Mythos Visits: Kourion
For our last stop in Cyprus, Mythos took a trip to the ancient city of Kourion, a collection of ruins located partway between Pathos and Limassol.
The area has been inhabited since Neolithic times, and was colonized by the Mycenaeans between the 14th and 12th centuries BC. The city is said to have been found by the Argives – a people originally from the city of Argos, one of the oldest cities in Europe. It is thought that its name derives from its founder Koureas, son of King Kinyras (or Cinyras) – a legendary king of Cyprus. When the Trojan war began, Kinyras swore to send fifty ships with Agamemnon but failed to uphold his promise. He sent only one ship, the others were fake and made of clay. His most famous son is not Koureas, but instead Koureas’s brother and nephew, Adonis.
Unlike the Pathos ruins, which are a bit of a maze, the ruins at Kourion fall mostly along one straight road, so we decided to start at the furthest part of the archaeological park and make our way back to the entrance. This meant that we started with the house of Achilles.
The house of Achilles is a set of ruins dating back to 4th century AD. They are named for the mural inside, which depicts the meeting of the heroes Achilles and Odysseus, known in Rome as Ulysseys, at the house of Lycomedes. The famous hero, Achilles, was prophesied to die during the Trojan war. To keep him safe, his mother Thetis disguised him as a girl and sent him to King Lycomedes. The Greeks suspected that Achilles was hiding in Lycomedes court, and the cunning Odysseus was sent to retrieve him.

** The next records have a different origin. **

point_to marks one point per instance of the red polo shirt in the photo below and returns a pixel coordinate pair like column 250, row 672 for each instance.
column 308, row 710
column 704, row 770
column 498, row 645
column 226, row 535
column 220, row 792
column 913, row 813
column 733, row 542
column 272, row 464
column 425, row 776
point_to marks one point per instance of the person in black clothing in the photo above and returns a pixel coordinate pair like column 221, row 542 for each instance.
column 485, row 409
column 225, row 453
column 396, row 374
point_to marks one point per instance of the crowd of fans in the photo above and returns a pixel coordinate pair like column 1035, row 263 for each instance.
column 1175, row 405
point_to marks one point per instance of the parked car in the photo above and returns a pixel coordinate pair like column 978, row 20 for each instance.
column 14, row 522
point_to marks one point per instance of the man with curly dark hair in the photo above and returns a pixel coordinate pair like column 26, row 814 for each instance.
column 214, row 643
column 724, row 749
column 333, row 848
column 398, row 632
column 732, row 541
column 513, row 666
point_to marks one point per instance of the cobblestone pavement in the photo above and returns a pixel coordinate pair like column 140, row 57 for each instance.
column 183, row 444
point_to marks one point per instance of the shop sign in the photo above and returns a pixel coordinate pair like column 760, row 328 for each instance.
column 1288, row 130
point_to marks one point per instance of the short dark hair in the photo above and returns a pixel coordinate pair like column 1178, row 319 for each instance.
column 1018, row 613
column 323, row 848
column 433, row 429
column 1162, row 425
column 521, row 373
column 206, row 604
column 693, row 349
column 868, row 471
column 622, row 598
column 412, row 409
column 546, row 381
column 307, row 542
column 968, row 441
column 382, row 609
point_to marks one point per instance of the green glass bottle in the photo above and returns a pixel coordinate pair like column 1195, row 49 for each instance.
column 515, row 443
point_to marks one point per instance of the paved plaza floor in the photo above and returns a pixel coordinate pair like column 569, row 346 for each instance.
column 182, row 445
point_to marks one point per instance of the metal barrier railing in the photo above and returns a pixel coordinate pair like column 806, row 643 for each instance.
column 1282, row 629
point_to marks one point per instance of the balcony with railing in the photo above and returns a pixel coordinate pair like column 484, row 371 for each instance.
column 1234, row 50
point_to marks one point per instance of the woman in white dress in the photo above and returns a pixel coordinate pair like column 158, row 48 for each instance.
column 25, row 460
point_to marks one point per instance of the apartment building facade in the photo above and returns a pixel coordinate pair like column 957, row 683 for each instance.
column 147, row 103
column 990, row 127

There are two different stories of how Achilles was tricked into revealing himself. In one, Odysseus disguised himself as a merchant bringing wares to sell to the daughters of Lycomedes. Where his real daughters went straight to the jewels and clothes, Achilles went for the weapons and swords. In another version, Odysseus faked an invasion, and Achilles immediately took up arms to save his home. In both versions, Achilles’ identity was revealed, and he was sent to Troy.
Many of the next buildings are found close together, and even on top of each other, forming a large compound of ruins from different periods. This includes buildings from the Hellenistic period, the Roman period and the early Christian period, creating a timeline that stretches from 325 BC to the early 5th Century. Perhaps the largest of these buildings is the Christian Basilica, which is thought to have once served as a cathedral for the earliest bishops of Kourion. Among the Roman ruins can be found the remnants of a public bath, an apodyterium (changing room) and most interestingly from a mythological perspective, a Nymphaeum.
A Nymphaeum is a sanctuary dedicated to nymphs – minor deities in Greek and Roman mythology usually associated with water or plants and growing things. Their number included Calypso, (from ‘The Odyssey’), Daphne (who fled Apollo) and Echo (spurned by Narcissus).
Nymphaeums originally tended to be natural places – grottos and caves with springs or streams flowing through them. Later, artificial versions of these sanctuaries were created – such as the one found in Kourion.
Closest to the entrance – and so what you would see when you first enter the site if (unlike us) you plan on sticking to the path – are found the impressive old Roman theatre and the house of Eustolius. The theatre is thought to have been built in the 2nd Century AD before being destroyed and abandoned. Much of what remains now is a modern reconstruction, still used for performances and plays today.
Behind the theatre is the house of Eustolius, unique among all the ‘houses’ that we saw in Cyprus as it was not named for a god or a hero, but instead for a Roman aristocrat, Eustolius, an important benefactory of Kourion. In the reception area of the house, a well-preserved mosaic depicts the bust of a woman holding a measuring tool. The woman is Ktisis and she personifies the act of creation.
Both the theatre and the house of Estolius are positioned to look out upon stunning fields and the beautiful Mediterranean ocean, a view that we were very sorry to leave behind when it was time to depart.